Le vaisseau abandonné de Alien n’est de loin pas la seule référence au film original. Dans Prometheus, on retrouve aussi un humanoïde géant fossilisé au thorax ouvert, surnommé le « Space Jockey », personnage étrange attaché à une machine télescope qu’on voit brièvement dans Alien. Cette race est l’objet du voyage du Prometheus : les scientifiques Shaw et Holloway à l’origine de l’expédition pensent que ces géants ont créé l’humanité à partir d’eux-mêmes et montent cette expédition pour aller à leur rencontre.

L’équipe de décoration a reconstitué le « Space Jockey » en taille réelle à partir de photographies du tournage de 1979. Le décor a servi pour tous les plans où la machine reste statique, mais une partie de la séquence nécessitait une version animée en 3D. “Ridley voulait toujours avoir une version réelle des éléments qui allaient être créés en 3D,” déclare Richard Stammers. “C’était pour lui un moyen de s’assurer du réalisme du film, notamment pour les scènes avec les créatures. Il estimait que les acteurs donneraient le meilleur d’eux-mêmes s’ils avaient quelque chose de tangible face à eux sur le plateau. C’est seulement lorsqu’il n’arrivait pas à obtenir ce qu’il voulait qu’on passait à la 3D. Dans le cas du Space Jockey, il fallait qu’on le voie surgir du niveau inférieur, se déployer, puis se configurer automatiquement autour du pilote. C’était bien plus simple à réaliser par ordinateur. Nous avons donc scanné par LIDAR le pilote et le télescope, ainsi que le décor entier. Pour les textures, nous nous sommes servis de photos à haute résolution. C’est Weta qui s’est chargé de cette séquence.”

Le studio néo-zélandais s’est également occupé de la plupart des effets d’animation de créatures. Une grande partie des plans a été réalisée à l’aide de maquillages et de marionnettes télécommandées, mais le numérique était constamment utilisé pour retoucher certains détails des créatures, effacer les câbles de commande, gommer les techniciens qui animaient parfois à l’aide de tiges.
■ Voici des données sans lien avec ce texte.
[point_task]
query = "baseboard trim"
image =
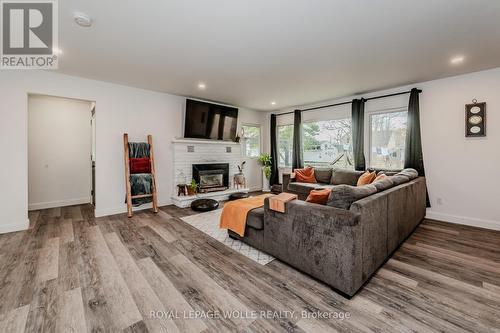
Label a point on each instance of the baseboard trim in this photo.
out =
(59, 203)
(123, 209)
(13, 227)
(473, 222)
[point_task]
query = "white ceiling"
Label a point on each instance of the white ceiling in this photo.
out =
(252, 52)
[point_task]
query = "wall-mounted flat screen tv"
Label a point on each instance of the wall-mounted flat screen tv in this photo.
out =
(210, 121)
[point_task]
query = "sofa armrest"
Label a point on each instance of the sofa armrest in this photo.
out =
(287, 179)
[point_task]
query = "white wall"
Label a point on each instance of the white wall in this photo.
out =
(460, 171)
(59, 149)
(119, 109)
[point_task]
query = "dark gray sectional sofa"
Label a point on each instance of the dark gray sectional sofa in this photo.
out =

Dans de nombreux plans, l’action était répétée à l’aide d’une marionnette, puis filmée sans créature dans le décor, afin que la version 3D puisse être animée. Dans les scènes finales, l’interaction physique entre les acteurs et la créature numérique représente un nouveau sommet du genre.

Après cette expérience, son grand retour à la science-fiction depuis trente ans, Ridley Scott semble avoir pris goût à l’idée de revisiter ses propres classiques. Il s’est aujourd’hui attelé à un projet tout aussi ambitieux : donner une suite à son légendaire Blade Runner (1982)…

ALAIN BIELIK, Mai 2012
(Commentaires additionnels et  visuels: Paul Schmitt)
Spécialiste des effets spéciaux, Alain Bielik est le fondateur et rédacteur en chef de la revue S.F.X, bimestriel de référence publié depuis 20 ans. Il collabore également à plusieurs publications américaines, notamment sur Internet.